The panel is commander-gated in two places:

  • Client: ObjectiveDetail.tsx only mounts <TracePanel> when briefing.authority === 'commander'
  • Server: GET /agents/:callsign/activity returns 403 to any non-commander, including the assignee themselves

The server gate is the real boundary. The client gate is a UX optimization.

Security posture

Trace capture inherently reveals secrets the agent used during the work. control17 mitigates this with defense in depth:

  1. MITM is loopback-only and session-scoped.
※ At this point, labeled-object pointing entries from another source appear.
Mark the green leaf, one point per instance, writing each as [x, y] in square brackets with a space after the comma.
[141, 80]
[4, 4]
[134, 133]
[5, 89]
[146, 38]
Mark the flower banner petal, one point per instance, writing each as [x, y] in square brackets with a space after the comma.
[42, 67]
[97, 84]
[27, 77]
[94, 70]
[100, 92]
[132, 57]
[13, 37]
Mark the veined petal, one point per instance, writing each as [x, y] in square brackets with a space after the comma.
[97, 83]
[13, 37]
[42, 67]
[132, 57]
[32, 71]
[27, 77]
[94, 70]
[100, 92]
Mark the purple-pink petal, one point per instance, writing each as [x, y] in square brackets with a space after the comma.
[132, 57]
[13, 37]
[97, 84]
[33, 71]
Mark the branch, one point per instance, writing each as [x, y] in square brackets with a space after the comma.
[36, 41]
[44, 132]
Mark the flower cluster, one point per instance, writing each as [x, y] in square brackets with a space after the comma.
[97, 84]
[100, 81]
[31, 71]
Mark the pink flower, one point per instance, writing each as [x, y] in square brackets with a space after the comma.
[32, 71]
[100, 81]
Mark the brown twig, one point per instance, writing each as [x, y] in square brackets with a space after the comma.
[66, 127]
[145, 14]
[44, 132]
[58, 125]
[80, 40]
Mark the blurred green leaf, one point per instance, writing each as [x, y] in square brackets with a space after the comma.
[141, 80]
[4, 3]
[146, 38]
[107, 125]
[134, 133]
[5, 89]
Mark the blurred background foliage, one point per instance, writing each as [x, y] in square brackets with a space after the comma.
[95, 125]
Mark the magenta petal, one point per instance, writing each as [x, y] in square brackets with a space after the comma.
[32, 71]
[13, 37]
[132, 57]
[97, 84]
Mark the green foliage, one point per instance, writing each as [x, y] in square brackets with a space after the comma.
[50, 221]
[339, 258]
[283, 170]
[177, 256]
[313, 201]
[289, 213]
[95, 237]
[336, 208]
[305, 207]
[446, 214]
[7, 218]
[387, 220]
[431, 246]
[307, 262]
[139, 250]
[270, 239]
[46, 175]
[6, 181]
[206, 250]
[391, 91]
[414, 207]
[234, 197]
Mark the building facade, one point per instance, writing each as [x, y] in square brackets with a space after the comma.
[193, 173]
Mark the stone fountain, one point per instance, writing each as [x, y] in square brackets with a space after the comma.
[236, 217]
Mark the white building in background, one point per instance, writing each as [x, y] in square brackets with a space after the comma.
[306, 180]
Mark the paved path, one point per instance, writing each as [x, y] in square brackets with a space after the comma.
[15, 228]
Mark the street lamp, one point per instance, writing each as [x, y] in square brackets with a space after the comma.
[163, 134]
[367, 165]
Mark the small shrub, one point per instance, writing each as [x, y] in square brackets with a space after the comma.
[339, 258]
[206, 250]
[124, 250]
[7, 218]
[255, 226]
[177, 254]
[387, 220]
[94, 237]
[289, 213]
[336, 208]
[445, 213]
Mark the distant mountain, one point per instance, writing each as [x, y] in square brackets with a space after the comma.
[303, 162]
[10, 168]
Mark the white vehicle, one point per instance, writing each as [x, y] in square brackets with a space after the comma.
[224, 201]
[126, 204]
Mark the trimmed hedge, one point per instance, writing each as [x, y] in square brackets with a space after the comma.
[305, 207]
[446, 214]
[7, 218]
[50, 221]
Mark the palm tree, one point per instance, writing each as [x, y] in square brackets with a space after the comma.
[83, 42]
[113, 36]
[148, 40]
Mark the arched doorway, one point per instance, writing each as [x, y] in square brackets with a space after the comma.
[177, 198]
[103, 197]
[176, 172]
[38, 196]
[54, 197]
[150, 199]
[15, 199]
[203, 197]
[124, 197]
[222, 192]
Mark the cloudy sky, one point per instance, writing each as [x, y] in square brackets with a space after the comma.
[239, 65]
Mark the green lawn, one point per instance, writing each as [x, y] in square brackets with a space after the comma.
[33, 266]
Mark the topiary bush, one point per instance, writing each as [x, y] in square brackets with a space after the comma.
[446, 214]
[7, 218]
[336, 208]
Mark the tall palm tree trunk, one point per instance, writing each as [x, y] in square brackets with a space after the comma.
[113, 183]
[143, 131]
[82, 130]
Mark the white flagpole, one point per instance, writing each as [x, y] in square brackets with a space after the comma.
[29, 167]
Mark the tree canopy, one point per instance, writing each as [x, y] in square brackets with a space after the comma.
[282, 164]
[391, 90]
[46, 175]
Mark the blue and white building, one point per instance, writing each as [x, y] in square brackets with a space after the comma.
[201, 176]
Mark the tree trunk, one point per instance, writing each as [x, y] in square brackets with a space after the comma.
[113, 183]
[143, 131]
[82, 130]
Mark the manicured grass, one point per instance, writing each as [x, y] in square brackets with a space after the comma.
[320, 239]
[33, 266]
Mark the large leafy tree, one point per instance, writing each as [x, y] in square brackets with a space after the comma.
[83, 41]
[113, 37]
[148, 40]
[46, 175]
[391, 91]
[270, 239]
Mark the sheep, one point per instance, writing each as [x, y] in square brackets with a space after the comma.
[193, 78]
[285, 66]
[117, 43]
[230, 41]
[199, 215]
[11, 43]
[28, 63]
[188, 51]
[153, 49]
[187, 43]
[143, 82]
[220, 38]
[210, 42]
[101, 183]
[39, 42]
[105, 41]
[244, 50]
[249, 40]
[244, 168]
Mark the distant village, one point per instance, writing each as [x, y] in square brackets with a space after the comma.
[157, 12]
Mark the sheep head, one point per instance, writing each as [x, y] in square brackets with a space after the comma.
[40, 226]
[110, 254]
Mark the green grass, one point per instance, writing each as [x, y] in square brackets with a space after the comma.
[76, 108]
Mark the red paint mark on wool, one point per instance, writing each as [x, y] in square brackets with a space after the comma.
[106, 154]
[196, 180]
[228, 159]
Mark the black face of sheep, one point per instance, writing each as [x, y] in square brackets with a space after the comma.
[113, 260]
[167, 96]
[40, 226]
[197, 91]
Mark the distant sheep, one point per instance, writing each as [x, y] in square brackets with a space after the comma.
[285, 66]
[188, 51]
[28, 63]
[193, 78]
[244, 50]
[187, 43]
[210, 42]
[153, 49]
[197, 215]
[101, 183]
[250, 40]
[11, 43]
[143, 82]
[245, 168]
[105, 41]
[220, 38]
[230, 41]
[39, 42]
The proxy binds only to 127.0.0.1 on a random ephemeral port. The CA is generated fresh per runner process, its cert is written with 0o600, and its private key never touches disk.
  2. Redaction at parse time. Secrets are replaced with [REDACTED] before entries leave the runner. The server never sees the plaintext token.
  3. Commander-only view. Even if secrets slip past redaction, only commanders can see them. Operators, lieutenants, watchers, and even the assignee who captured the trace all get 403 on the GET endpoint.
  4. CA cert deleted on runner exit. The cert PEM is unlinked on every exit path (normal, SIGINT, SIGTERM, uncaughtException).
  5. .mcp.json restored on every exit — the operator’s pre-run MCP config is backed up and restored idempotently.
  6. Upload is best-effort. If the upload fails, the runner logs and moves on. It does NOT retry, queue, or persist the trace to disk.

Opting out

c17 claude-code --no-trace disables the entire trace subsystem. No proxy relay, no CA generation, no env var injection. The runner still handles the briefing, SSE, objectives, and bridge IPC normally.

Use --no-trace when:

  • You’re debugging the runner/bridge plumbing and don’t want extra moving parts
  • The agent you’re spawning doesn’t honor HTTPS_PROXY and the proxy just adds latency without capturing anything

Limitations (v1)

  • HTTP/1.1 only. HTTP/2 agents (which negotiate h2 via ALPN) produce no activity events. Adding an HPACK-aware parser is a follow-up. In practice, the Anthropic SDK defaults to HTTP/1.1 for /v1/messages, so this is rarely hit.
  • Anthropic parser only — other LLM providers (OpenAI, Gemini, Mistral) land as opaque_http entries. Adding parsers per provider is straightforward.
  • Uploader queue cap. The ActivityUploader caps its in-flight queue at 1000 events / 1 MB and evicts oldest-first under sustained broker unreachability. Events dropped here won’t appear in the UI.
  • Cert pinning — if an agent ships bundled cert pins for Anthropic’s real cert chain, our MITM leaf won’t match and the handshake will fail. Claude Code v2 does not currently pin; if that changes, we’d need to intercept at a different layer (e.g. LD_PRELOAD against libssl).